Franco-Flemish double-manual harpsichord, originally a 'transposing' harpsichord made in Antwerp in 1617 by an unknown maker.  It was lavishly decorated and given a bass ravalement in Paris sometime between 1742 and 1750, a treble ravalement in 1750 by François Étienne Blanchet, and a further treble ravalement in 1786 by Jacques Barberini and Nicolas Hoffmann.

 

The stunning double-manual

 harpsichord made in Antwerp

in 1617 and decorated and

ravalé in Paris is for sale.

 

          This harpsichord was originally built in Antwerp in 1617 but, although the date is known, the original maker is unknown.  It was originally a normal double-manual Flemish harpsichord with two keyboard at pitches a fourth apart, and with the usual disposition of 1x8', 1x4' and 4 registers - two for each keyboard.  Although it now has a genuine early Ioannes Ruckers soundboard rosette, analysis of the structure and design of the instrument shows that it was not made by any of the members of the Ruckers family.   

          The instrument was mis a ravalement in Paris at some time between 1742/43 and 1750 when the bass compass was extended down to F1 in the bass, but left without extending it beyond c3 in the treble.  It was also given its lavish extravagant figure paintings by François Boucher (1703 - 1770) and the ornaments surrounding these and the paintings on the spine by Christophe II Huet (1700 - 1759).  In 1750 (the date on three of the rows of jacks) it was given a further ravalement by François Étienne Blanchet who extended the compass up to d3.   It was then later given a further treble ravalement by extending the treble compass further up to f3 in 1786 by Nicolas Hoffmann and Jacques Barberini. 

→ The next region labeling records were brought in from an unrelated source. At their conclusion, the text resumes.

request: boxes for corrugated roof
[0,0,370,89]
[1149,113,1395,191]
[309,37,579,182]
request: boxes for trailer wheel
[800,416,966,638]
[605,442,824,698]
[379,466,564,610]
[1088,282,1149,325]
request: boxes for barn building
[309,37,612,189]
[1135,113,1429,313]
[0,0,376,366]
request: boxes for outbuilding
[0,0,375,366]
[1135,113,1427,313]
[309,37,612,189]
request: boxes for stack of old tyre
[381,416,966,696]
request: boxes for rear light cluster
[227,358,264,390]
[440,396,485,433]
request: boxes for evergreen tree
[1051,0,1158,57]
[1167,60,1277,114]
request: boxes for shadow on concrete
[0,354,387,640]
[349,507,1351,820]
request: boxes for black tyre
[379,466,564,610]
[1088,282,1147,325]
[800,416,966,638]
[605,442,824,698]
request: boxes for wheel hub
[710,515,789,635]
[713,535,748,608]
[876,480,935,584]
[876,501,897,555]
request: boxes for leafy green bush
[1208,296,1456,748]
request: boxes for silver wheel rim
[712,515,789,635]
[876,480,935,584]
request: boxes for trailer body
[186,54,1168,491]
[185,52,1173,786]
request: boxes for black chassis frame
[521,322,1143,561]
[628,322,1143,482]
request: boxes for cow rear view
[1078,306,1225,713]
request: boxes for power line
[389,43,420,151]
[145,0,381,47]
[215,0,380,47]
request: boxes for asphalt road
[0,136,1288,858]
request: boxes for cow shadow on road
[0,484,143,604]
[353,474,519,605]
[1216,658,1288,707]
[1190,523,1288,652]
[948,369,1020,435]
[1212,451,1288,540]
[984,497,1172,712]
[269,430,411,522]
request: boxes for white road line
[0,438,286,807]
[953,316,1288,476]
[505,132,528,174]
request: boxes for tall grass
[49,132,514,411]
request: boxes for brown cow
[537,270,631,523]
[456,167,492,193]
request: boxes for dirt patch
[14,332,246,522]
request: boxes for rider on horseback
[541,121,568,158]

          It is now a classic French double-manual harpsichord with a full 5-octave compass and a disposition with 2 x 8', 1 x 4' and a peau de buffle set of jacks.  The stunningly-beautiful decoration has been carefully restored.  The sound is pure, full, rich and evenly-balanced across the entire compass of the instrument.  It creates an impression of immense power and opulence.  The sound has made a lasting impression on everyone who has heard or played the instrument and it is, without a doubt, one of the finest and most beautiful examples of 18th-century French harpsichord decoration and building in existence.